Yeniden konumuza dönelim; THY’nin bu olay yaratan sponsorluğundan (iddia ettikleri gibi, bir kaç flamanın o toplantıda asılması THY’ye bir kazanç getirmez!) ticari bir beklentisi olamaz. Sponsorluk adı altında yapılan bu indirimler; olsa, olsa THY yönetiminin doğrudan seçimi olup, politik misyonu gereği olarak, bilinen çevrelere doğrudan bir borç ödemedir.
Şöyle ki; THY’de yeni yönetim değişikliği yapılıp, tüm işletmenin AK Parti’nin işgaline uğradığı günlerde, THY’nin o zamanki Genel Müdürü Abdurrahman Gündoğdu’ya UTED olarak bir nezaket ziyareti yaptığımızda aynı odada bizleri karşılayan ve arka planda oturarak, sadece konuşmaları izleyip görüş belirtmeyen bir kişi dikkatimi çekmişti. Bu kişinin kim olduğunu sorduğumda; Abdurrahman Bey; “THY Teknik’in başına getireceği “Genel Müdür Yardımcısı” olduğunu” ve bizlerle birlikte çalışacağından bu toplantıda bulunmasının onun açısından yararlı olacağını söyledi ve kişinin adını açıkladı: Bu kişi Temel Kotil’di.
Sayın Kotil ile, bu yeni görevinde bir çok kez görüşmüş, karşılıklı görüş alışverişinde bulunmuştuk. Bunlardan birinde; Temel Kotil’in de hatırlayacağı gibi; “Efendim, Amerika’dan geldiğinizi söylüyor ve ailenizin hala orada olduğunu belirtiyorsunuz. Sanırım, Amerika’daki işiniz ve olanaklarınız, bu getirildiğiniz yeni görevden maddi olarak daha önemlidir. Ayrıca, ailenizi orada bırakma pahasına, Genel Müdür bile olamadığınız bu görevi neden kabul ettiniz?” diye sordum. Sayın Kotil her zamanki zarif tavrıyla, bana gülümseyerek: “ÇOK MUHTEREM BİRİNİN RİCASINI KIRAMADIM” diyerek, soruma yanıtını fazla uzatma dercesine verdi. Doğal ki, bu kişiyi hiç öğrenemedim ve bir daha da soramadım.
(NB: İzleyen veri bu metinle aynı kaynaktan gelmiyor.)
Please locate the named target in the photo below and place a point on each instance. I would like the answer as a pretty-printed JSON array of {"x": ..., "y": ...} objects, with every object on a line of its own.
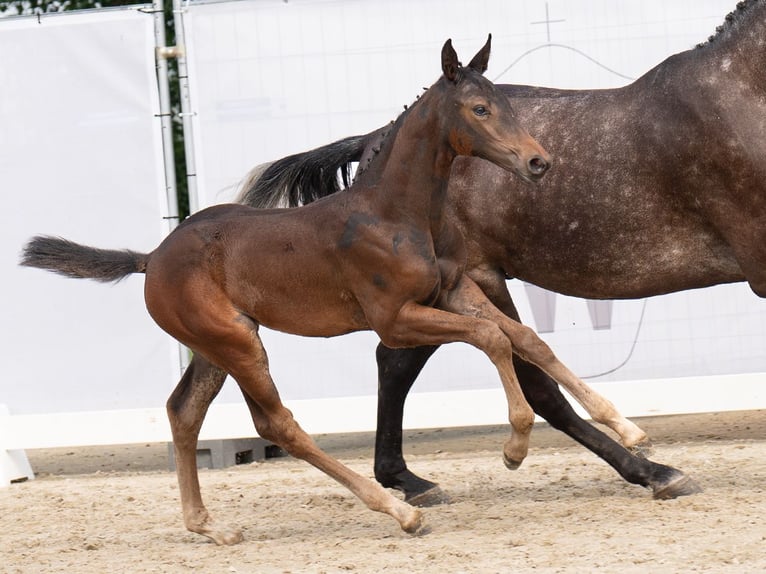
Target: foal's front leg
[
  {"x": 418, "y": 325},
  {"x": 186, "y": 409},
  {"x": 530, "y": 347}
]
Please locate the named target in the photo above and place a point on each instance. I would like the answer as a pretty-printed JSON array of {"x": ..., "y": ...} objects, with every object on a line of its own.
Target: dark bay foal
[{"x": 380, "y": 257}]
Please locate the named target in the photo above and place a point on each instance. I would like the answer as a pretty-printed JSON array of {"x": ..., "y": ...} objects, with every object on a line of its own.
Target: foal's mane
[
  {"x": 732, "y": 19},
  {"x": 302, "y": 178}
]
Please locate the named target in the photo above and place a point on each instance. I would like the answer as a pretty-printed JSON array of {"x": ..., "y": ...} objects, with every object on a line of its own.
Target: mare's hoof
[
  {"x": 680, "y": 486},
  {"x": 432, "y": 497},
  {"x": 227, "y": 538},
  {"x": 511, "y": 464},
  {"x": 644, "y": 449},
  {"x": 414, "y": 524}
]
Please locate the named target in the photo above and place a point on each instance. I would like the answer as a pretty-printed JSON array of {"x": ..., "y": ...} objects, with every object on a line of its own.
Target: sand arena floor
[{"x": 116, "y": 509}]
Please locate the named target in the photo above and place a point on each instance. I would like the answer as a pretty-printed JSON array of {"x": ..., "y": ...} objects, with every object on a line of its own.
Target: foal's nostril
[{"x": 538, "y": 165}]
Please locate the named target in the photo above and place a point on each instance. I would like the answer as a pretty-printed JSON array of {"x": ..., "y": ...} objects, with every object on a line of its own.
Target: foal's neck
[
  {"x": 742, "y": 37},
  {"x": 410, "y": 172}
]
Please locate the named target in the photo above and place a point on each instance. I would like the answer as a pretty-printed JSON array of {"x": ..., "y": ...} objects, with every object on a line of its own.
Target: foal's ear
[
  {"x": 481, "y": 59},
  {"x": 450, "y": 63}
]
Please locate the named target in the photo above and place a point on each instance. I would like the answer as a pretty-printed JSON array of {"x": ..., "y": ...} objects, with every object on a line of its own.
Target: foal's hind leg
[
  {"x": 245, "y": 358},
  {"x": 186, "y": 408}
]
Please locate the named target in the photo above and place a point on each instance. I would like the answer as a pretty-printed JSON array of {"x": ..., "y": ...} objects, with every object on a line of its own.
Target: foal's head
[{"x": 485, "y": 125}]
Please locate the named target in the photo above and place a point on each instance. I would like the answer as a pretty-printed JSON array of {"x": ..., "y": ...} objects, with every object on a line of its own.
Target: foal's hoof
[
  {"x": 221, "y": 536},
  {"x": 644, "y": 449},
  {"x": 680, "y": 486},
  {"x": 414, "y": 524},
  {"x": 432, "y": 497},
  {"x": 511, "y": 464}
]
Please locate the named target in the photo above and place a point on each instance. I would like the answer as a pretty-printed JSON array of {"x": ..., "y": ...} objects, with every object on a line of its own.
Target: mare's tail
[
  {"x": 81, "y": 262},
  {"x": 305, "y": 177}
]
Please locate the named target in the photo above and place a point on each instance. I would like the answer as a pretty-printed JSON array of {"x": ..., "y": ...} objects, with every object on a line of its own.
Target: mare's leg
[
  {"x": 397, "y": 371},
  {"x": 528, "y": 345},
  {"x": 457, "y": 319},
  {"x": 186, "y": 408},
  {"x": 245, "y": 358}
]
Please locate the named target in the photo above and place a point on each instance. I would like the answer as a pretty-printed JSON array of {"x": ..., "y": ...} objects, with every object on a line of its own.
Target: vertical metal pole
[
  {"x": 166, "y": 117},
  {"x": 187, "y": 113},
  {"x": 162, "y": 52}
]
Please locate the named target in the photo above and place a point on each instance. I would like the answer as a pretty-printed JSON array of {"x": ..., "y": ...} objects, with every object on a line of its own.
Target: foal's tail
[
  {"x": 80, "y": 261},
  {"x": 301, "y": 178}
]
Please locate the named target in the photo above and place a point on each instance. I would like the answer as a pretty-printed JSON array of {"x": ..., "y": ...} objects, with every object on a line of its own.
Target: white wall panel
[{"x": 80, "y": 157}]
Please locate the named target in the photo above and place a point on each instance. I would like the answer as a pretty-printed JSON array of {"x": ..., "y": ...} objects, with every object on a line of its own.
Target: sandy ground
[{"x": 116, "y": 509}]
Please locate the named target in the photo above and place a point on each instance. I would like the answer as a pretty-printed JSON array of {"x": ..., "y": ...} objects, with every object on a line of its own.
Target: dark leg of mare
[{"x": 397, "y": 371}]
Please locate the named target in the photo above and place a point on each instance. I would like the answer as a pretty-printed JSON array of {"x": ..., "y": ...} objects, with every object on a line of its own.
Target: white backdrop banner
[
  {"x": 270, "y": 78},
  {"x": 80, "y": 157}
]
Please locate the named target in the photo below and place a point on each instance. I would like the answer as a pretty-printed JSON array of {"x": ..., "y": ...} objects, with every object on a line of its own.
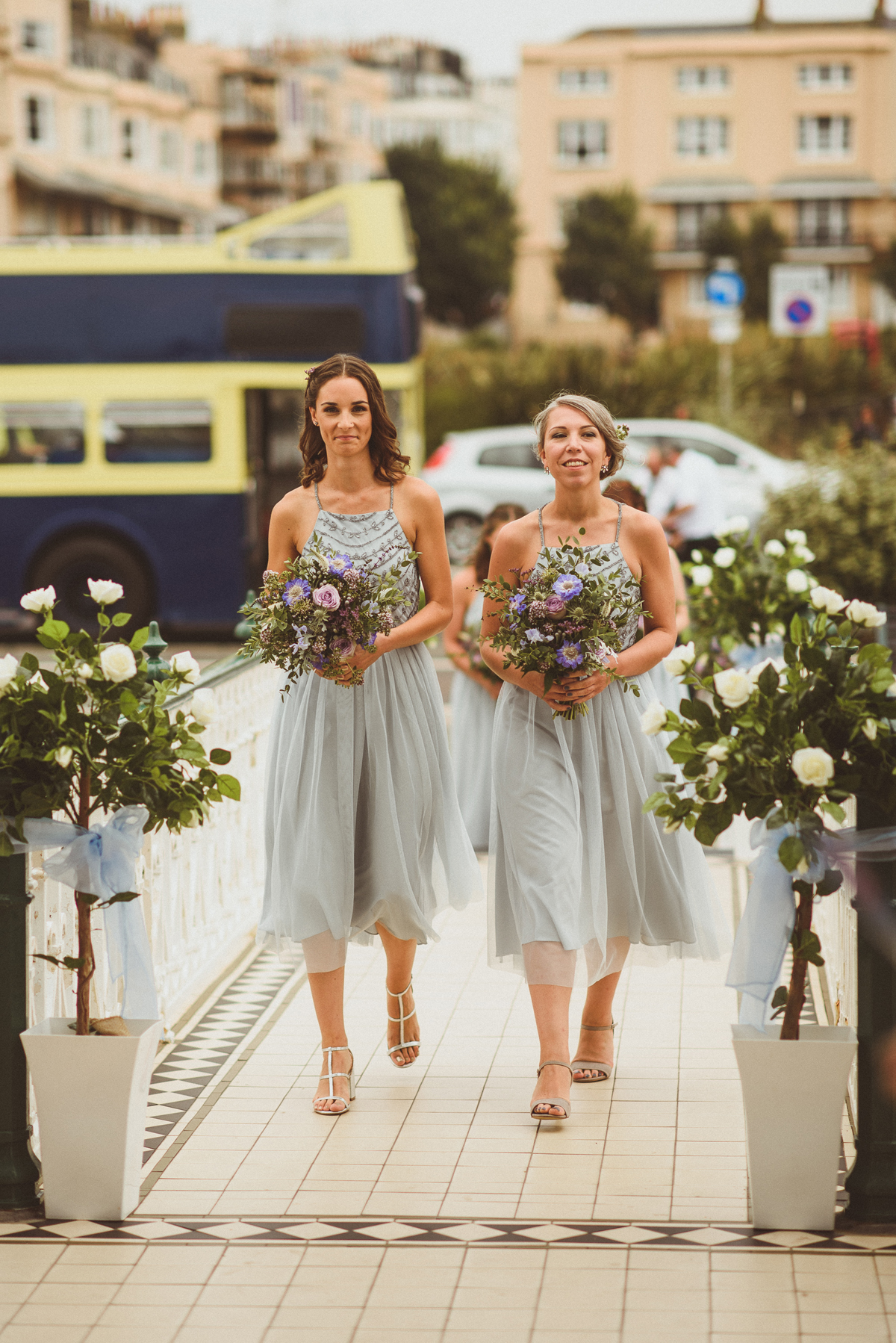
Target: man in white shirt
[{"x": 687, "y": 497}]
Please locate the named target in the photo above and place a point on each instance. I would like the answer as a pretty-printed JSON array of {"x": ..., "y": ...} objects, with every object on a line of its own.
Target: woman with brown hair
[
  {"x": 474, "y": 686},
  {"x": 363, "y": 831}
]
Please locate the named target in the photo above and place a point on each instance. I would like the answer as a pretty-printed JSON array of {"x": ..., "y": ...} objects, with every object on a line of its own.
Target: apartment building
[
  {"x": 101, "y": 137},
  {"x": 797, "y": 119}
]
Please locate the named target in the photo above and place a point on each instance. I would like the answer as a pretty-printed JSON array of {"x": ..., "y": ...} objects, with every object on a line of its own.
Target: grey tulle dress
[
  {"x": 472, "y": 720},
  {"x": 361, "y": 822},
  {"x": 575, "y": 864}
]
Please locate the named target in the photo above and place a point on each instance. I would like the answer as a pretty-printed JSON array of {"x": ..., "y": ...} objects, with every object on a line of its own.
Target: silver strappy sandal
[
  {"x": 402, "y": 1017},
  {"x": 329, "y": 1075},
  {"x": 558, "y": 1102},
  {"x": 594, "y": 1065}
]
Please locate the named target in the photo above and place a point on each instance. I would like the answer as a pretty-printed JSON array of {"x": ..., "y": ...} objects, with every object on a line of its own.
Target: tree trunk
[
  {"x": 797, "y": 990},
  {"x": 84, "y": 907}
]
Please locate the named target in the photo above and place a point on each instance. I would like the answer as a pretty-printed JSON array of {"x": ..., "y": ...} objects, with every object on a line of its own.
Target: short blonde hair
[{"x": 600, "y": 417}]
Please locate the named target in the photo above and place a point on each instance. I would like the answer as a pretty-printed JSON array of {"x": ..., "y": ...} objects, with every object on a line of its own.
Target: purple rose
[{"x": 327, "y": 597}]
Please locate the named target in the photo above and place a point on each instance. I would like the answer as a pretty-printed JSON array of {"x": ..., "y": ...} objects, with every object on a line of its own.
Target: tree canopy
[
  {"x": 608, "y": 258},
  {"x": 465, "y": 225}
]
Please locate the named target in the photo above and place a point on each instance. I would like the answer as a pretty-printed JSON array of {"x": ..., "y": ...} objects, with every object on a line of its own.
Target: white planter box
[
  {"x": 92, "y": 1108},
  {"x": 793, "y": 1092}
]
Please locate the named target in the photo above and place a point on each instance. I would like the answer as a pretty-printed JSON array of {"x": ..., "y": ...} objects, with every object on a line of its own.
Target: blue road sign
[{"x": 726, "y": 289}]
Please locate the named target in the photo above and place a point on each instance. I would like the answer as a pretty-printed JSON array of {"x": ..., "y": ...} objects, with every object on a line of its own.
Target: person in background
[
  {"x": 474, "y": 686},
  {"x": 687, "y": 497}
]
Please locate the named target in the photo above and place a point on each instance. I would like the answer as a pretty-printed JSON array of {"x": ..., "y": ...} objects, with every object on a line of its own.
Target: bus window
[
  {"x": 158, "y": 432},
  {"x": 42, "y": 432}
]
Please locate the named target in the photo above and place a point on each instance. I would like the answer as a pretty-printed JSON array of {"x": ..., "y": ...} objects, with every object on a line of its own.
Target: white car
[{"x": 477, "y": 471}]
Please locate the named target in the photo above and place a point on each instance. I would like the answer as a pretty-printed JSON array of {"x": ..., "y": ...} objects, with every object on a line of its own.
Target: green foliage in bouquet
[
  {"x": 93, "y": 735},
  {"x": 748, "y": 590},
  {"x": 788, "y": 740}
]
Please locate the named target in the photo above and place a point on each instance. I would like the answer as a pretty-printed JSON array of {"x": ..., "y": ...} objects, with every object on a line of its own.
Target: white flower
[
  {"x": 8, "y": 668},
  {"x": 797, "y": 580},
  {"x": 186, "y": 665},
  {"x": 680, "y": 660},
  {"x": 825, "y": 599},
  {"x": 813, "y": 767},
  {"x": 40, "y": 599},
  {"x": 653, "y": 719},
  {"x": 104, "y": 592},
  {"x": 117, "y": 663},
  {"x": 203, "y": 707},
  {"x": 732, "y": 686},
  {"x": 865, "y": 614}
]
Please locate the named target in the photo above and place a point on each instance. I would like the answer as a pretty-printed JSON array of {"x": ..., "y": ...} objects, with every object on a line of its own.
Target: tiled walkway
[{"x": 437, "y": 1209}]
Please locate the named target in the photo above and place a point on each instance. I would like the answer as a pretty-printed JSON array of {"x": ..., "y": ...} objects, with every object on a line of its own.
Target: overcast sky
[{"x": 488, "y": 33}]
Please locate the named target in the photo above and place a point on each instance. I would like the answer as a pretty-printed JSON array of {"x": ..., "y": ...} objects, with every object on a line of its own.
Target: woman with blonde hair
[{"x": 576, "y": 864}]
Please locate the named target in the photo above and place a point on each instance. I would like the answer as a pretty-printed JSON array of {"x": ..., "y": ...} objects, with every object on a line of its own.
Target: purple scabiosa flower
[
  {"x": 567, "y": 586},
  {"x": 570, "y": 654}
]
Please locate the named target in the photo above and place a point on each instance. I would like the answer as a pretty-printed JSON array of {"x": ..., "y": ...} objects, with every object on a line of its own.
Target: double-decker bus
[{"x": 151, "y": 392}]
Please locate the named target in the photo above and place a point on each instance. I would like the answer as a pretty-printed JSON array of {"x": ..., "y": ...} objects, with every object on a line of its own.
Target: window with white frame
[
  {"x": 703, "y": 78},
  {"x": 825, "y": 77},
  {"x": 588, "y": 82},
  {"x": 825, "y": 137},
  {"x": 583, "y": 144},
  {"x": 37, "y": 37},
  {"x": 93, "y": 129},
  {"x": 38, "y": 120},
  {"x": 703, "y": 137}
]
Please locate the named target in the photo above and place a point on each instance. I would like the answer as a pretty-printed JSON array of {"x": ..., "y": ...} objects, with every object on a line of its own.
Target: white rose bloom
[
  {"x": 865, "y": 614},
  {"x": 813, "y": 767},
  {"x": 104, "y": 592},
  {"x": 798, "y": 580},
  {"x": 8, "y": 668},
  {"x": 203, "y": 707},
  {"x": 117, "y": 663},
  {"x": 825, "y": 599},
  {"x": 680, "y": 660},
  {"x": 40, "y": 599},
  {"x": 732, "y": 686},
  {"x": 186, "y": 665},
  {"x": 653, "y": 719}
]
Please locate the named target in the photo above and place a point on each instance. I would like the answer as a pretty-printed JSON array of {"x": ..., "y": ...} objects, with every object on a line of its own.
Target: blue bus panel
[{"x": 168, "y": 319}]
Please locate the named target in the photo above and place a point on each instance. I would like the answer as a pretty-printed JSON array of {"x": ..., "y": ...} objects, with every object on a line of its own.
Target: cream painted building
[{"x": 798, "y": 120}]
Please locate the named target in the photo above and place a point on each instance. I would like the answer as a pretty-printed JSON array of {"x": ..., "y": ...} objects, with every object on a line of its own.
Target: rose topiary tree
[{"x": 93, "y": 735}]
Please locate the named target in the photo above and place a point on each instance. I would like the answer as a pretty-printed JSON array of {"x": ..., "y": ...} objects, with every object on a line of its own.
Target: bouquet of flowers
[
  {"x": 564, "y": 617},
  {"x": 323, "y": 606}
]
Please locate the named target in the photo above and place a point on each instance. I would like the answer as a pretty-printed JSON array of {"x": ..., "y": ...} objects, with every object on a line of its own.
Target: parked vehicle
[{"x": 476, "y": 471}]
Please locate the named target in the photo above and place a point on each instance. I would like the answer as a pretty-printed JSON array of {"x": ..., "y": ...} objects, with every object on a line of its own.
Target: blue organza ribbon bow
[
  {"x": 770, "y": 912},
  {"x": 102, "y": 863}
]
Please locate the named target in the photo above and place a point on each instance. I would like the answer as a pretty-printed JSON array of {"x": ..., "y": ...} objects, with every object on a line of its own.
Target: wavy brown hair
[
  {"x": 481, "y": 556},
  {"x": 388, "y": 462}
]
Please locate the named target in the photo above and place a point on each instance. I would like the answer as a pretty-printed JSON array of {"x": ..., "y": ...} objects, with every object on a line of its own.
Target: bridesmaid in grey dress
[
  {"x": 473, "y": 692},
  {"x": 576, "y": 865},
  {"x": 363, "y": 831}
]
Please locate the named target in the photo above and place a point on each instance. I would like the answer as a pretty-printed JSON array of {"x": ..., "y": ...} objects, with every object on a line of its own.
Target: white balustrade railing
[{"x": 200, "y": 890}]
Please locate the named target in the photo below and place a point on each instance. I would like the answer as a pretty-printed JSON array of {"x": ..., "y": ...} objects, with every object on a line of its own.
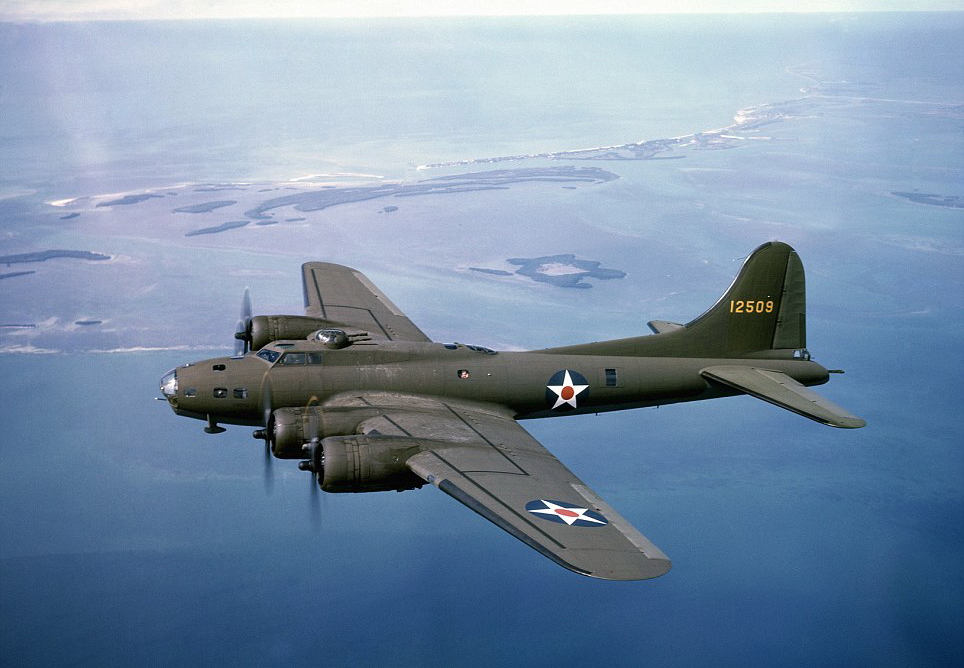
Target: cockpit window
[{"x": 292, "y": 359}]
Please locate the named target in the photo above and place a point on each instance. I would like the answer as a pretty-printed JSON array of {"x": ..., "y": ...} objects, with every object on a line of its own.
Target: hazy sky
[{"x": 61, "y": 10}]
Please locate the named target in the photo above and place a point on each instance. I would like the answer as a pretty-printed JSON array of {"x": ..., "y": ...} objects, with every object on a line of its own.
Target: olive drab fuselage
[{"x": 231, "y": 389}]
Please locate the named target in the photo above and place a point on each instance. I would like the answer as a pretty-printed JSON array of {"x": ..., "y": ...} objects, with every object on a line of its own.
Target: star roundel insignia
[
  {"x": 566, "y": 513},
  {"x": 565, "y": 389}
]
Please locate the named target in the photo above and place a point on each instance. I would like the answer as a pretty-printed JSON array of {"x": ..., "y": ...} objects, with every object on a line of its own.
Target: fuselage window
[{"x": 292, "y": 359}]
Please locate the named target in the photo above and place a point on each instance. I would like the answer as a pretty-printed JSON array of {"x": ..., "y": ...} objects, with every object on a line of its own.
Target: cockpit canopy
[{"x": 332, "y": 338}]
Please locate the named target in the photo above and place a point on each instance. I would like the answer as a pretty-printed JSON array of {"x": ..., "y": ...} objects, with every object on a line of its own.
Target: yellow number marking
[{"x": 745, "y": 306}]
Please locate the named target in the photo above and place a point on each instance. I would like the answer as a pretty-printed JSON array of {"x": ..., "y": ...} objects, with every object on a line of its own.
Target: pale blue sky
[{"x": 61, "y": 10}]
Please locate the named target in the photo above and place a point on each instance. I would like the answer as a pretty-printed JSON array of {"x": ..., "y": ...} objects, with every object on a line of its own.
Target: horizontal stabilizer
[
  {"x": 662, "y": 326},
  {"x": 783, "y": 391}
]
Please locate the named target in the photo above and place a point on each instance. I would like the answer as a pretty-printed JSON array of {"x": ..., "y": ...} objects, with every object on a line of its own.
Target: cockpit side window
[{"x": 292, "y": 359}]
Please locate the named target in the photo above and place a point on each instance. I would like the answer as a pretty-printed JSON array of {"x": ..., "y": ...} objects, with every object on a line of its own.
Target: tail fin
[{"x": 764, "y": 309}]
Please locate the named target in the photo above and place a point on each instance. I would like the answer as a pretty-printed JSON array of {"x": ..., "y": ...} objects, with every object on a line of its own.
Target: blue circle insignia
[
  {"x": 566, "y": 513},
  {"x": 566, "y": 389}
]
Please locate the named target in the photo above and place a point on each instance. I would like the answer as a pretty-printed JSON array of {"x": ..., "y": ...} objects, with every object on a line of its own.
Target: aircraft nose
[{"x": 169, "y": 384}]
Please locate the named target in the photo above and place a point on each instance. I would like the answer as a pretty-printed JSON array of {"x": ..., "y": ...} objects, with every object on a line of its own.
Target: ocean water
[{"x": 127, "y": 536}]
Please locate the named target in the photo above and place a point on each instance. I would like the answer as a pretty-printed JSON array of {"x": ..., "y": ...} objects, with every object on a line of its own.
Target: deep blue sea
[{"x": 129, "y": 537}]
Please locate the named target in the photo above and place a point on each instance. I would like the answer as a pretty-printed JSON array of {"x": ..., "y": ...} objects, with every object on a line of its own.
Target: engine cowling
[
  {"x": 291, "y": 428},
  {"x": 359, "y": 463},
  {"x": 367, "y": 464},
  {"x": 263, "y": 329}
]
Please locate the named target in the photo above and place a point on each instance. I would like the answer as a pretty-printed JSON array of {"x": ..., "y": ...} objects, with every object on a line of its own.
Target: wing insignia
[{"x": 481, "y": 457}]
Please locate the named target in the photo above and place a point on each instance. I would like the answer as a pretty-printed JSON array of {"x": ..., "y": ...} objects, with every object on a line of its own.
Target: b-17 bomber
[{"x": 367, "y": 402}]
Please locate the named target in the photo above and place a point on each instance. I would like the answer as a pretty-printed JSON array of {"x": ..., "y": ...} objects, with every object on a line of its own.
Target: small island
[
  {"x": 223, "y": 227},
  {"x": 42, "y": 256},
  {"x": 205, "y": 207},
  {"x": 564, "y": 271},
  {"x": 14, "y": 274},
  {"x": 948, "y": 201},
  {"x": 130, "y": 199}
]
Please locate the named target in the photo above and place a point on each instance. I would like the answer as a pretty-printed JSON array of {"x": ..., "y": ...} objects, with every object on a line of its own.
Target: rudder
[{"x": 763, "y": 309}]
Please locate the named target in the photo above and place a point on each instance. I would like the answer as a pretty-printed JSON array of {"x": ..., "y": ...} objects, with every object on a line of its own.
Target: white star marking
[
  {"x": 567, "y": 515},
  {"x": 567, "y": 393}
]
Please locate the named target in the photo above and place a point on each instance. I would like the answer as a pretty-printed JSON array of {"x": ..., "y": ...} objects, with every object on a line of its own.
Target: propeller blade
[
  {"x": 242, "y": 333},
  {"x": 268, "y": 468},
  {"x": 266, "y": 407},
  {"x": 314, "y": 502},
  {"x": 246, "y": 305}
]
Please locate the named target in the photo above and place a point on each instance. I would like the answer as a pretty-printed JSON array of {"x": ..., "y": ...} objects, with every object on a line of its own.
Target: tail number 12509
[{"x": 751, "y": 306}]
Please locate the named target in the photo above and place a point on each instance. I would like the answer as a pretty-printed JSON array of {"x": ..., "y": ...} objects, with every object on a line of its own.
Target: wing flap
[
  {"x": 347, "y": 298},
  {"x": 598, "y": 542},
  {"x": 505, "y": 475},
  {"x": 781, "y": 390}
]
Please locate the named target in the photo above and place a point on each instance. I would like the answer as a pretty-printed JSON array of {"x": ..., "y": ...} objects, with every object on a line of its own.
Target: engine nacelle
[
  {"x": 291, "y": 428},
  {"x": 263, "y": 329},
  {"x": 367, "y": 464}
]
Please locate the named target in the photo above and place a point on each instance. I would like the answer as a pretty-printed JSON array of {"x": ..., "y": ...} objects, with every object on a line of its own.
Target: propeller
[
  {"x": 314, "y": 464},
  {"x": 242, "y": 333},
  {"x": 267, "y": 433},
  {"x": 268, "y": 468}
]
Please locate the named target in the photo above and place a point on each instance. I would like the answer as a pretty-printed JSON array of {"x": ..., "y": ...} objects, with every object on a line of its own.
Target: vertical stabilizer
[{"x": 764, "y": 309}]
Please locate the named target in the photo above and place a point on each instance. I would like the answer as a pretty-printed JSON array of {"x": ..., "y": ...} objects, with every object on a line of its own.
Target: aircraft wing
[
  {"x": 351, "y": 302},
  {"x": 481, "y": 457}
]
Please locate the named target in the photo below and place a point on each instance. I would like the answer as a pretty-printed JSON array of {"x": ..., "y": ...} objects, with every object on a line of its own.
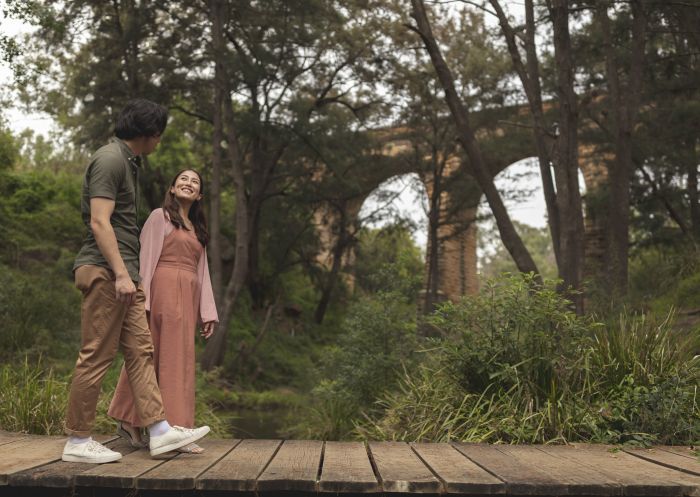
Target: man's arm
[{"x": 100, "y": 213}]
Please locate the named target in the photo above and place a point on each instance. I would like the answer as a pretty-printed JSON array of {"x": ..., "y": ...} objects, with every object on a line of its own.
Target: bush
[
  {"x": 31, "y": 399},
  {"x": 378, "y": 338},
  {"x": 515, "y": 365}
]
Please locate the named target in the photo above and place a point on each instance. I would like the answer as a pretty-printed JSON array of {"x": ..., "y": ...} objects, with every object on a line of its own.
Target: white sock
[
  {"x": 158, "y": 428},
  {"x": 79, "y": 440}
]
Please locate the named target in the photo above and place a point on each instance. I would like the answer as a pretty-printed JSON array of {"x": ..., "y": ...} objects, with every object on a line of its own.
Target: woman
[{"x": 175, "y": 278}]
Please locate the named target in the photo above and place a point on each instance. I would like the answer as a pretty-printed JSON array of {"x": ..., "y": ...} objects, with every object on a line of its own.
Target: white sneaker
[
  {"x": 175, "y": 438},
  {"x": 91, "y": 451}
]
Şimdi konumuzla doğrudan ilgili olduğu için, Sayın Kotil’e; ” bu kıramadığınız zatı muhterem kimdir? diye sormak istiyorum! Bu zatı muhteremle, bu sponsorluk denen kamu olanaklarının peşkeş çekilmesine eş değer olan indirimlerin bir ilgisi var mıdır?
Sponsorluk, sizlerin de bildiği üzere, aslında bir ticari girişimdir. Burada bu bilim adamı denilen ve tümüyle amacı ve niyeti dini bir cemaatin toplantısına katılmak olan bir avuç kişiye, olanaklar sunmanın, ticari olarak THY’ye bir yararının olamayacağı kesindir. Peki, bu girişimden, THY gibi bir kamu şirketininin kurumsal bazda bir çıkarı olamayacağı gerçekken, bu girişim, bir borca (seçim veya Yönetim gibi, örneğin..!) karşılık yapılan bir jest’mi dir? Ya da, geleceğe ait bir beklentinin kişisel yapılanması mıdır?
Değerli okurlar;
Bu konuyu yazarken, anlayamadığım bir kaç konuya kafamı taktım ve bunları sizlerin yorumlarıyla öğrenmek istiyorum.
Bu sponsorluk olayında, THY’nin sözkonusu toplantıya katılanlara “bilim adamları” vurgulaması dikkatimi çekti. Dini konularda “bilim adamı” olunabilir mi? diye düşündüm.
Bilim, pozitiftir ve bilmek gereksinimine yanıt verir. Dini konular, pozitif bilimin konusu olamaz diye düşünüyorum.
Ayrıca bilim, doğa ve somut olaylarla ilgilenir, din ise; bir inanç sistemidir. Kısaca; din insanın inanmak ihtiyacına, bilim ise bilmek ihtiyacına yanıt verir de diyebiliriz sanıyorum. Çünkü dini inançlar sorgulanamaz, belli kuralları, koşulları vardır. Bilim ise; istisnasız her şeyi sorgular. Bilimde yasak olamaz. O yüzden, din adamlarına bildiğimiz “bilim adamı” tanımı uygun gelmemektedir. Bu tanıma olsa,olsa Teolog (İlahiyatcı)dur denmesi gerekirdi diye düşünüyorum.
Kısaca bu yazımla, sizlerle paylaşmak ve yorumlarınıza açma gereği duyduğum bu konuyu, birlikte irdelemek ve “THY Bilim Adamlarına Sponsor oldu” açıklamalarının aslında bilim adamlarına değil, bir düşünce sisteminin (Saidi Nursi’nin düşünce sisteminin) taraftarlarına yönelik olduğunu vurgulamak istedim.
İyi haftalar dileğimle…
NOT: Gelecek hafta çok önemli bir gündem yakalayamazsam, THY’deki eski arkadaşlarımın ısrarı üzerine; THY’deki çalışma yaşamımla ilgili, çok önemli bir anımı sizlerle paylaşacağım.